Because they actually benefit you, not the brands who profit from your emotions.
These habits will help you build discipline, resilience, freedom and options.
So no matter what kinda sh*t the world throws at you, you have the right tools to take care of yourself.
Then life tested everything I’d built
Last year, I unexpectedly lost my grandma. My last living grandparent, gone.
The grief hit. It was a familiar feeling. And yet, something had shifted. I didn’t spiral. I didn’t reach for instant relief. I allowed myself to feel, to mourn and to breathe. And suddenly, all those systems I’d built weren’t just about growing my financial wealth anymore. They became my anchor.
They weren’t a shield from the pain, but a way to take care of myself when everything else felt like it was falling apart. Reminding me that I could make it through even when the world felt heavy, unpredictable, and heartbreakingly real.
This time, I made decisions with intention.
Growth doesn’t remove pain, it just changes how you move through it
And that, ultimately, is what stability is: the ability to live fully, feel deeply, and act intentionally, even when life f*cks with you.

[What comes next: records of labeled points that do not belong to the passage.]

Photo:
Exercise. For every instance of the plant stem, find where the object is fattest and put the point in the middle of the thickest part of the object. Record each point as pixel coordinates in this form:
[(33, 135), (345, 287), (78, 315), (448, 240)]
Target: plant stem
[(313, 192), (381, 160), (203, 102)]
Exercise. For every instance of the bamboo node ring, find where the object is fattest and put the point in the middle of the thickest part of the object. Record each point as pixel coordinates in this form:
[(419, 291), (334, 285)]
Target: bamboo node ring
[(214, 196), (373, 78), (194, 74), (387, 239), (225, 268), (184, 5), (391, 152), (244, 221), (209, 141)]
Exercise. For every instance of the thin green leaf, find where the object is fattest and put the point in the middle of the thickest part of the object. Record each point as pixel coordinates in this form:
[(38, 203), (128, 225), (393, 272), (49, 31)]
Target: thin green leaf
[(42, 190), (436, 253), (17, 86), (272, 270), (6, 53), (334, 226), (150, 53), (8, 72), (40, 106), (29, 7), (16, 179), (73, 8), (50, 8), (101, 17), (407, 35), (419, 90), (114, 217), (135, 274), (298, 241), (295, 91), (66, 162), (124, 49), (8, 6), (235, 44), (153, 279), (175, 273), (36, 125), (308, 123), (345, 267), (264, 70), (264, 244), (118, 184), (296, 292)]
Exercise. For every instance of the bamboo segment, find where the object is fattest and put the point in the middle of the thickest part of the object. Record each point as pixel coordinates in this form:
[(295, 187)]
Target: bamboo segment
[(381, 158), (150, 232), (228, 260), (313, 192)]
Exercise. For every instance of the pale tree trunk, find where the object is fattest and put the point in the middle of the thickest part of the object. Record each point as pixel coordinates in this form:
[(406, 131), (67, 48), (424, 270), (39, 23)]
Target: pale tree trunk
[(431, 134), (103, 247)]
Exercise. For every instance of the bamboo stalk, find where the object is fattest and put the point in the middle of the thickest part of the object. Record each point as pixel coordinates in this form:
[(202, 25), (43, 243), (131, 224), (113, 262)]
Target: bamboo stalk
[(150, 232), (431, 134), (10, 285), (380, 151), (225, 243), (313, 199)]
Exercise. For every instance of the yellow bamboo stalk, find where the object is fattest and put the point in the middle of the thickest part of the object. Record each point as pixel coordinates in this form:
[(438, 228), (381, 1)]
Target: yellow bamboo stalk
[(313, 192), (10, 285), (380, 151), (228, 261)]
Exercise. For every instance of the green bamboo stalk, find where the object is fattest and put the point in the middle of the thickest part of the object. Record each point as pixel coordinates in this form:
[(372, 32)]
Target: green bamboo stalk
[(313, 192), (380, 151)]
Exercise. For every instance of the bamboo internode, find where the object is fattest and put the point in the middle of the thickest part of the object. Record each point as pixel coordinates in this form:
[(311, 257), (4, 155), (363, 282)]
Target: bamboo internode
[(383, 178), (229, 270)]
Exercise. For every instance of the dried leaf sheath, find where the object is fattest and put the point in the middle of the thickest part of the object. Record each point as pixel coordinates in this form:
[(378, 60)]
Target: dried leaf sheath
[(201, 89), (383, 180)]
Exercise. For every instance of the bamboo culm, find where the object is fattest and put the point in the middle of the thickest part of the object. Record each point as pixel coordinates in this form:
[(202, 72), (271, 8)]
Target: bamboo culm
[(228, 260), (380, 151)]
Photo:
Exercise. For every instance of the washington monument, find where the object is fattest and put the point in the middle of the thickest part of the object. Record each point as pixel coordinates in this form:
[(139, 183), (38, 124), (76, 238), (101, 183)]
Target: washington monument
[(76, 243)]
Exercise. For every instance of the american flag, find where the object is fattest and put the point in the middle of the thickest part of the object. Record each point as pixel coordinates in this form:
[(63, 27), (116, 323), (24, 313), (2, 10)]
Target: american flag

If I’ve learned anything, it’s this: financial stability is emotional safety.
Checking your bank balance isn’t just a number
Paying down debt isn’t shameful
Budgeting isn’t restriction
Saving isn’t boring
Investing isn’t hoarding
They are all acts of self-care.
So I’ll say it again: Caring for your money is caring for yourself. Especially in this economic climate.
You don’t need to make “add to cart” your entire personality.
You can learn a better way to cope. You can choose intention over impulse and calm over chaos.
And when you do, your future self will thank you for every thoughtful, intentional financial decision you make today.
Grief, stress, shame or fear: your emotions don’t need to control your spending anymore.